The next step is to add layers of organic material to build the garden to the required height. As you place each layer, remember to wet thoroughly with a hose, as it needs water to function properly – though avoid getting it too soggy. A handful of blood and bone or animal manure should also be scattered over each layer. Keep layers about 10cm thick and if possible alternate green matter with brown matter. Green matter is generally nitrogen rich and includes hedge clippings, weeds, grass clippings, vegetable peelings, mushroom compost and seaweed. Brown matter is carbon rich and includes pea straw, shredded newspaper, pine needles, small twigs, fallen leaves and untreated sawdust. Ultimately any organic matter can be used, but it is important to include grass clippings or animal manure as they are high in nitrogen and start the composting and breakdown of all these materials into soil.

Step 4: Lay a final compost layer

A final layer of about 10cm of weed-free, well-rotted compost provides an instant growing medium for your plants. – though if you are in no rush to plant you can let the garden sit for two months and let nature turn these newly constructed layers into rich compost. The soil will sink over time as the organic matter rots down and turns into compost to feed your plants. Just keep adding organic matter to the area in the form of weed-free mulch.
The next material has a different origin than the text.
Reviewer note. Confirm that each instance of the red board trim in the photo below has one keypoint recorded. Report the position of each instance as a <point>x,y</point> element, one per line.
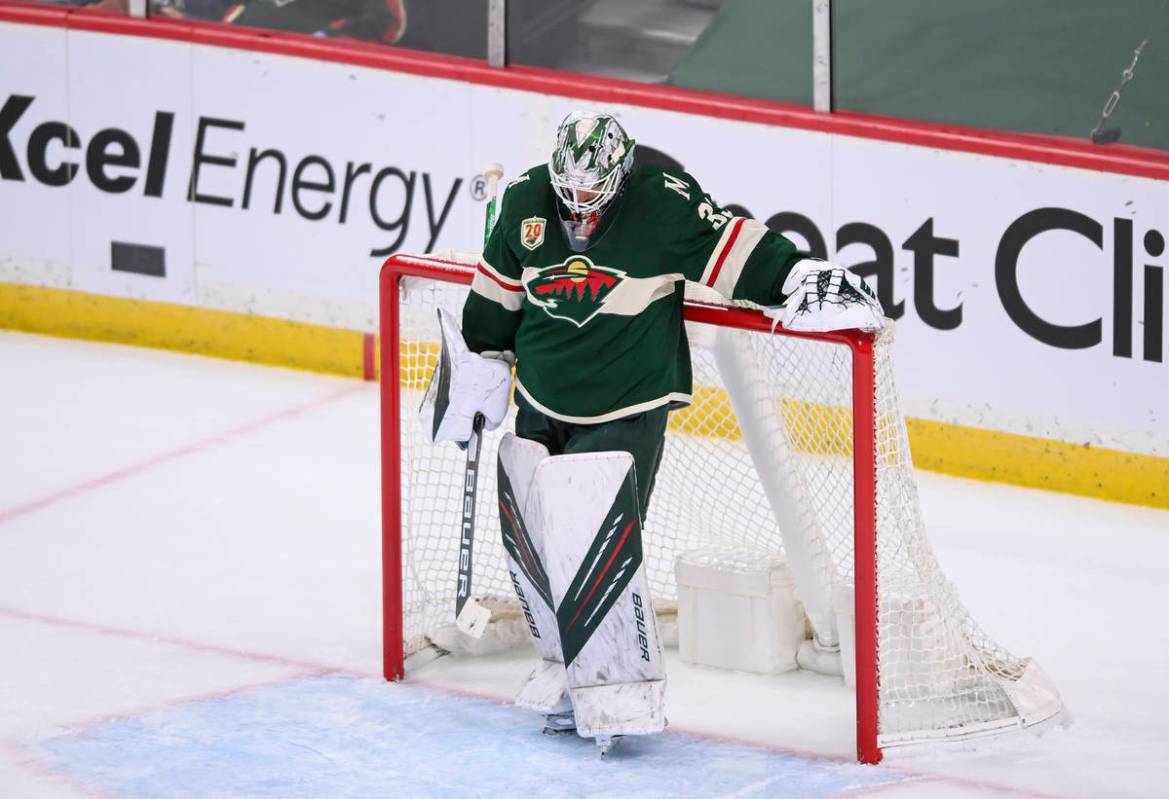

This replaces and builds the soil while keeping weeds at bay. I use straw, sheep wool dags, pine needles or used coffee grounds for this.

Planting now

  • Brassicas such as kale, Brussels sprouts and broccoli
  • Spring onions
  • Winter lettuces such as cos
  • Carrots
  • Swedes and turnips
  • Broad beans
  • Peas
  • Spinach

Harvesting now

  • Peas may be ready to begin harvesting now – pick the plumpest ones to shell. I always give the shells to my rabbits and chickens as a special treat but you can always return these to the compost or worm farm. Even if you haven’t grown the snow pea variety you can still harvest a few of the youngest ones and use the pod as well in a stir fry. Remember that peas are legumes so help to add nitrogen to the soil. Plan to grow some leafy greens such as brassicas in their place once they are harvested. The extra nitrogen in the soil will help these greedy plants get off to a roaring start.
  • Keep harvesting your winter lettuce and mesclun. I often just harvest the outside leaves of my cos lettuce if I only need a few leaves for a sandwich.
  • The first of the winter broccoli may also be ready. If you have grown the sprouting variety, rather than the heading type, you can snap the outside florets off and allow the plant to keep growing.
  • Dig up any carrots that are mature. If you have had a recent frost this will make them sweeter. Don’t be alarmed if some of your carrots have longitudinal splits down them. This can be caused by erratic moisture. Long periods of rain after a drought will do this. They are still fine to eat.